Londonist maps first sites for major chains, find Soho a hotbed for chain founding: The website Londonist.com has mapped where major foodservice brands launched their first sites. The website says: “Villiers Street, near Embankment has ushered in two of London’s biggest chains. Eat (1996) and Wasabi (2003) began life mere doors from each other on this road. Unsurprisingly, Soho is a major hotbed of chain generation. The likes of Yo! Sushi (1997), Caffe Nero (1997), Masala Zone (2001) and Leon (2004) join older stalwarts such as Patisserie Valerie (1926) and Pizza Express (1965). Not all chains began in central London. All Bar One (1994) picked Sutton for its first outlet. Zizzi (1999) opted for Chiswick. KFC debuted in North Finchley. The Tesco-backed coffee house Harris & Hoole (2012) launched as far afield as Amersham (not technically in London, but on the Tube). Most famously, McDonald’s (1974) saw the potential in Woolwich when choosing the site of its first UK branch. It was also the chain’s 3,000th worldwide.”

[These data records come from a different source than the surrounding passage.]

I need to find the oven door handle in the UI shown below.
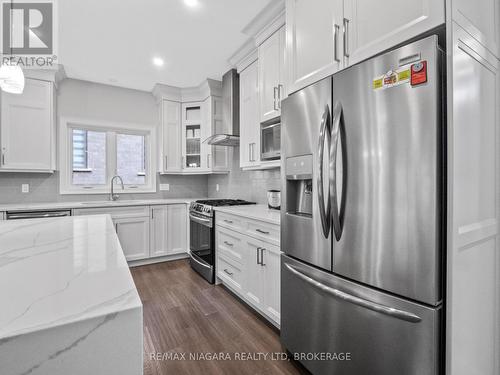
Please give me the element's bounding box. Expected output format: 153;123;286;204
189;214;212;227
189;254;212;269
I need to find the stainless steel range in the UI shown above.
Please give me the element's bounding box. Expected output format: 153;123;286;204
189;199;255;284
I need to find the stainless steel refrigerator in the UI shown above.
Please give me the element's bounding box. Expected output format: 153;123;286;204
281;36;446;375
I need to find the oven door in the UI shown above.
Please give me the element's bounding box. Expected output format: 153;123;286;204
189;212;215;283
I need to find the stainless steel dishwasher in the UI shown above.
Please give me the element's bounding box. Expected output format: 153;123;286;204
6;210;71;220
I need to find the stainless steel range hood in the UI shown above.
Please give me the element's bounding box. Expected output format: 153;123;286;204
204;69;240;147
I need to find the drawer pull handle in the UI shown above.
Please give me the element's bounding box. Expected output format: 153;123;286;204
255;229;269;234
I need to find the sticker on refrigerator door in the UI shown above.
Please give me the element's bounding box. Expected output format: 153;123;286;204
411;61;427;86
373;68;410;90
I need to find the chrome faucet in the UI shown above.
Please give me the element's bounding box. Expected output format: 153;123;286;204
109;175;125;201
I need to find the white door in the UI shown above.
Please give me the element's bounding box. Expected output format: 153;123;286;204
261;243;281;324
452;0;500;58
286;0;344;93
446;24;500;375
160;100;182;172
151;206;168;257
243;237;264;309
166;204;188;255
113;217;150;261
240;61;260;168
0;79;55;171
343;0;446;65
181;102;203;172
259;29;284;122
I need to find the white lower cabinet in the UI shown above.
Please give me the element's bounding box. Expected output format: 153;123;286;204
73;203;188;262
215;215;281;326
113;217;149;261
150;204;187;257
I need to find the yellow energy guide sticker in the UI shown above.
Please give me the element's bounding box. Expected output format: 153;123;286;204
373;67;411;90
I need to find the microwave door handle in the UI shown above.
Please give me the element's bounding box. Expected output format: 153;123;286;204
316;105;331;238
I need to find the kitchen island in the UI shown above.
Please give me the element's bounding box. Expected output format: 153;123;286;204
0;215;143;375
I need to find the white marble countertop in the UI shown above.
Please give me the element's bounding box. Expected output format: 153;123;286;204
0;215;142;342
0;198;203;212
214;204;281;225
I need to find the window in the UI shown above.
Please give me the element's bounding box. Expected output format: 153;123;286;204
72;129;106;185
60;119;156;194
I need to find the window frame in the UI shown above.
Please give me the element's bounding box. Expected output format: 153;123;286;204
59;117;157;194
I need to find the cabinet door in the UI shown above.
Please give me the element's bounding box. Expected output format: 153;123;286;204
261;243;281;324
166;204;188;255
343;0;445;65
160;100;182;172
0;79;55;171
243;237;264;309
151;204;187;257
259;29;284;122
240;61;260;168
452;0;500;58
113;217;149;261
181;102;203;172
446;24;500;375
286;0;344;93
151;206;168;257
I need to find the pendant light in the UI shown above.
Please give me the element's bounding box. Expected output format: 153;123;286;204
0;1;25;94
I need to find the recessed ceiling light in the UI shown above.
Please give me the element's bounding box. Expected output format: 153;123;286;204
184;0;198;8
153;57;165;66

Be At One sets date for first northern outlet: Be At One, the cocktail bar group founded in Battersea. South West London in 1998 by three bartenders, Steve Locke, Rhys Oldfield and Leigh Miller, is to open its first North of England outlet at the end of May, at the Electric Press in Millennium Square in Leeds. The move is the first in a planned series of Northern openings, with Sarah Swaysland, marketing manager at Be At One, telling the Yorkshire Evening Post: “We’re incredibly excited about moving into Leeds as we are aiming to create a cluster of bars in neighbouring cities. It made sense to begin with Leeds as it’s already got a fantastic cocktail culture that we feel we can really contribute to and it’s a really vibrant city.” Be At One is taking over the former Teppan 260 site in Millennium Square, previously Casa Mia. The chain, which sold an $8m stake to Piper Private Equity in 2011, currently has 24 outlets, 18 of them in London, with a 25th due to open in St Mary Street, Cardiff in mid-May. At present its northernmost outlet is in Milton Keynes.
 
Leading training provider signs partnership with sector magazine: CPL Online, the leading provider of e-learning and online business solutions to the hospitality sector, and Inapub, the magazine and provider of digital tools for online promotion of pubs, have formed a partnership to offer licensees an exclusive deal for website and training support. As part of the deal, licensees who sign up for Inapub’s full website support package and CPL Online’s site licence for unlimited online training will receive an 10% annual saving. For £750, licensees can tap into the technical and creative know-how of the Inapub’s website design team to create a mobile-friendly website which is easy to update using SocialConnect, as well as have unlimited access to CPL Online’s 30 industry-specific e-learning courses.
 
Stonegate to reopen Varsity in Cardiff as the Three Rivers: Stonegate Pub Company is to reopen its Varsity outlet on Greyfriars Road in Cardiff under the name The Three Rivers on Friday 1 April after a £265,000 refurbishment. It will be running regular Sunday movie nights from 12 April, with candy floss and popcorn machines "to give it a real cinema feel,” according to the pub's general manager, Gareth Alberts. The pub will be open from 7am Monday to Saturday, and 10am on Sundays, with breakfast options including poached eggs and bacon, a full English breakfast or Greek style-yogurt with a selection of fruit. BT Sport and Sky Sports will be available on eight large screens and via two projectors. The pub will also have a student night on Mondays and DJ-hosted nights every Friday and Saturday. Its new name comes from the Taff, the Ely and the Rhymney, the three rivers that run through Cardiff.